Resource Based Policy evaluation logic unclear

[MikeCain21]

I'm going through the policy evaluation logic page (https://docs.aws.amazon.com/IAM/latest/UserGuide/reference_policies_evaluation-logic.html) and cannot seem to replicate the described behavior in the "Resource-based policies and implicit denies in other policy types (same account)" table. Specifically

Principal making the request	Resource-based policy	Identity-based policy	Permissions boundary	Session Policy	Result	Reason
IAM role session	Allows role ARN	Implicit deny	Implicit deny	Implicit deny	DENY	Permissions boundary and session policy are evaluated as part of the final decision. An implicit deny in either policy results in a DENY decision.

Using a brand new AWS account with a role 's3test' with no permissions attached or permissions boundaries.

Assuming the role via the cli with a specific sessionID and no session policies.

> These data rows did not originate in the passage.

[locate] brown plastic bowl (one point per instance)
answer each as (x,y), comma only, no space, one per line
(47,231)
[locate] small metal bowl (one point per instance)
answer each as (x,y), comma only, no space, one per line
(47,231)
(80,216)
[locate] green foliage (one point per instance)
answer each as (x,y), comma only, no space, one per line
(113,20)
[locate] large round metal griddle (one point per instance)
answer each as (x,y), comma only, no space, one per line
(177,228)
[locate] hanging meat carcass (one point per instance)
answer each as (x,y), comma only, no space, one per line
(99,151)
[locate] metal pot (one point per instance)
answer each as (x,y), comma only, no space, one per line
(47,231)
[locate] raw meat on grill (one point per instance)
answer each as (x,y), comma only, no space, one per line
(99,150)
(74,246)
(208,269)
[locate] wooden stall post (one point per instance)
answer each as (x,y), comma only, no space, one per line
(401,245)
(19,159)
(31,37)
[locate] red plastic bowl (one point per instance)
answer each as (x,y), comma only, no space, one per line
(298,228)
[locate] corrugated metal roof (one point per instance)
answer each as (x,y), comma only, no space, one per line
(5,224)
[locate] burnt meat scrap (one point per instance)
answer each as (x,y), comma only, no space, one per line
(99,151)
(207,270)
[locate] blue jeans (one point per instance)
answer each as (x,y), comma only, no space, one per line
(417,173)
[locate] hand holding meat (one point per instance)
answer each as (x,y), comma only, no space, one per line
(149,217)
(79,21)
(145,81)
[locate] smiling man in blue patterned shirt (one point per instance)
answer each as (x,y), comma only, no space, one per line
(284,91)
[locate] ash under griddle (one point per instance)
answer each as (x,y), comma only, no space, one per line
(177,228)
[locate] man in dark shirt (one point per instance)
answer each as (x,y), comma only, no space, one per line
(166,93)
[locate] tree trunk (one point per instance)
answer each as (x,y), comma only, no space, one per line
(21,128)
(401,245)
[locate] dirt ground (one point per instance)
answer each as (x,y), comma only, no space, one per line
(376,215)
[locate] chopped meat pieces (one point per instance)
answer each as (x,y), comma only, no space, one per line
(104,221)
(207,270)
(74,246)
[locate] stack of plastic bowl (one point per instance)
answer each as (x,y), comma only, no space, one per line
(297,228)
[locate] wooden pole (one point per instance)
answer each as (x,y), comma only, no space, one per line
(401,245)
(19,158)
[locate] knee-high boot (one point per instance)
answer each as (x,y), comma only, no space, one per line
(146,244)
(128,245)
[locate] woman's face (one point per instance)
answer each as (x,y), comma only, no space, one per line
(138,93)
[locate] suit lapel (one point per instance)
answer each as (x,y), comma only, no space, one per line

aws sts assume-role --role-arn "arn:aws:iam::000000000000:role/s3test" --role-session-name  test123 | jq -r '.Credentials | "export AWS_ACCESS_KEY_ID=\(.AccessKeyId)\nexport AWS_SECRET_ACCESS_KEY=\(.SecretAccessKey)\nexport AWS_SESSION_TOKEN=\(.SessionToken)\n"'

Checking who I am

aws sts sts get-caller-identity
{
    "UserId": "ARO******************:test123",
    "Account": "000000000000",
    "Arn": "arn:aws:sts::000000000000:assumed-role/s3test/test123"
}

Attempting to access a bucket with the following bucket policy attached:

{
    "Version": "2012-10-17",
    "Statement": [
        {
            "Sid": "Statement1",
            "Effect": "Allow",
            "Principal": {
                "AWS": "arn:aws:iam::000000000000:role/s3test"
            },
            "Action": "s3:ListBucket",
            "Resource": "arn:aws:s3:::testthedeny1234"
        }
    ]
}

Expected Behaviour The role is denied because everything is implicitly denied except the resource policy and the requesting principal is a role session ARN (arn:aws:sts::000000000000:assumed-role/s3test/test123). I expect the action to be denied. The resource policy uses a ROLE ARN but i am using ROLE SESSION. I can never use a Role ARN from the CLI?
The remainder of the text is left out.